Are diagnosis specific outcome indicators based on administrative data useful in assessing quality of hospital care?
- PMID: 14757797
- PMCID: PMC1758063
- DOI: 10.1136/qshc.2002.003996
Are diagnosis specific outcome indicators based on administrative data useful in assessing quality of hospital care?
Abstract
Background: Hospital performance reports based on administrative data should distinguish differences in quality of care between hospitals from case mix related variation and random error effects. A study was undertaken to determine which of 12 diagnosis-outcome indicators measured across all hospitals in one state had significant risk adjusted systematic (or special cause) variation (SV) suggesting differences in quality of care. For those that did, we determined whether SV persists within hospital peer groups, whether indicator results correlate at the individual hospital level, and how many adverse outcomes would be avoided if all hospitals achieved indicator values equal to the best performing 20% of hospitals.
Methods: All patients admitted during a 12 month period to 180 acute care hospitals in Queensland, Australia with heart failure (n = 5745), acute myocardial infarction (AMI) (n = 3427), or stroke (n = 2955) were entered into the study. Outcomes comprised in-hospital deaths, long hospital stays, and 30 day readmissions. Regression models produced standardised, risk adjusted diagnosis specific outcome event ratios for each hospital. Systematic and random variation in ratio distributions for each indicator were then apportioned using hierarchical statistical models.

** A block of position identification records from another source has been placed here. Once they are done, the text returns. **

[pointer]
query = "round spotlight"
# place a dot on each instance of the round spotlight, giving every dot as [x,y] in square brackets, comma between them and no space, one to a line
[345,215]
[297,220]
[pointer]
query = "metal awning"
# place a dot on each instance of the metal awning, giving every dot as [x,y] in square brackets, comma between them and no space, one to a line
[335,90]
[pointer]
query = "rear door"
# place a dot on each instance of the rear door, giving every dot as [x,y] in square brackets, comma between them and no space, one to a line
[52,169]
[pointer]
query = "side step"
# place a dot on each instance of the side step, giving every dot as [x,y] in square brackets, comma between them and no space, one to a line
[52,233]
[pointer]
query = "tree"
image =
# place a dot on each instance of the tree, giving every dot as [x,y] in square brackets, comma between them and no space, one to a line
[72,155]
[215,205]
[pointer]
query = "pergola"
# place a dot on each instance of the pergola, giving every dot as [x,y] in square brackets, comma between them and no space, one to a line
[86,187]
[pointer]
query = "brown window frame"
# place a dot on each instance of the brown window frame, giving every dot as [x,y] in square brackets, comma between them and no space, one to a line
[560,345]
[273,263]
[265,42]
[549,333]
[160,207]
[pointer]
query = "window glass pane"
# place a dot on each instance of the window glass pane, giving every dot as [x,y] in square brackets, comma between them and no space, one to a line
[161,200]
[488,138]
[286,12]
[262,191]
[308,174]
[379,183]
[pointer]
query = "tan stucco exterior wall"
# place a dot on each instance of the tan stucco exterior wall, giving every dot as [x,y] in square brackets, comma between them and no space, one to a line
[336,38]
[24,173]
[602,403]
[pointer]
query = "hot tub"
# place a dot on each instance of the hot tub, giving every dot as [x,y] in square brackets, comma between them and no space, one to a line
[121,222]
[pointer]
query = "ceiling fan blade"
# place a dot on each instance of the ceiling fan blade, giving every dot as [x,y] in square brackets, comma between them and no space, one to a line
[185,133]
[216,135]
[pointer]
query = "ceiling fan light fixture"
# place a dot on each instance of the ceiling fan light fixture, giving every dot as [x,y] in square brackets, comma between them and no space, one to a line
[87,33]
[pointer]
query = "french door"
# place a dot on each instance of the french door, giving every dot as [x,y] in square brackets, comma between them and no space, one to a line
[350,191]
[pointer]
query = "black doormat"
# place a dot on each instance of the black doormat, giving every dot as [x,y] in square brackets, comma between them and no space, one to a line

Results: Only five of 12 (42%) diagnosis-outcome indicators showed significant SV across all hospitals (long stays and same diagnosis readmissions for heart failure; in-hospital deaths and same diagnosis readmissions for AMI; and in-hospital deaths for stroke). Significant SV was only seen for two indicators within hospital peer groups (same diagnosis readmissions for heart failure in tertiary hospitals and inhospital mortality for AMI in community hospitals). Only two pairs of indicators showed significant correlation. If all hospitals emulated the best performers, at least 20% of AMI and stroke deaths, heart failure long stays, and heart failure and AMI readmissions could be avoided.
Conclusions: Diagnosis-outcome indicators based on administrative data require validation as markers of significant risk adjusted SV. Validated indicators allow quantification of realisable outcome benefits if all hospitals achieved best performer levels. The overall level of quality of care within single institutions cannot be inferred from the results of one or a few indicators.